Don't overlook this -
The USA is the third largest oil producer in the world.
We produce 5.14MM bbl/day, only Russia and Saudi Arabia are larger, appx 9.2MM bbl/day each. We produce considerably more than Mexico or Iran or China; 2X more than Canada, Kuwait, UAE, Venezuela, Iraq; and multiples more than any other oil-producing country. We produce 7% of the world's daily oil. (2006 numbers from
http://www.eia.doe.gov/aer/txt/ptb1105.html )
Well, you say, we could increase our production, and become an even bigger producer.
Indeed, until 1976, the USA was the #1 oil producer in the world. We were larger than Saudi Arabia or anyone else. We produced 14% of the world's daily oil in 1976.
And, in the 1970s when we were the world's #1 producer, accounting for 14% of global production, was the USA "energy independent"? No, not by a long shot, as two severe oil shocks and recessions the in 1970s proved.
So is it realistic to think that drilling more wells in 2009 can make us "energy independent"? Obviously not. The USA cannot under any scenario ever be 14% of the world's production again, can't even be 8% - even if every single field in the lower 48, in Alaska including ANWR, off the CA and FL coasts, etc, is drilled. Because the US does not have enough oil reserves left, after 100 years of intensive exploring and producing, period. No matter how much we drill in the US, we will still import roughly 2/3 of the oil we use.
And we wouldn't impact the price of oil much either. The US Energy Dept (under the Bush Administration) has estimated that drilling in ANWR would reduce the price of oil by only about 50 cents.
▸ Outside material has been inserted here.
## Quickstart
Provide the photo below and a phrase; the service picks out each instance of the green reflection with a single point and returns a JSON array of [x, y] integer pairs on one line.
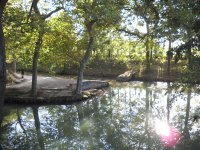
[[123, 118]]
So drilling in all the other places (FL coast, etc) would have a 50 cent or less impact.
Thus all the domestic drilling in the world will not make the US "energy independent", or reduce our economy's vulnerability to oil shocks, or even bring down the price of oil by much or for long.
The only way to reduce the USA's dependence on, and vulnerability to, "foreign oil" is to be less dependent on "oil, period". To use less oil and more of other energy sources.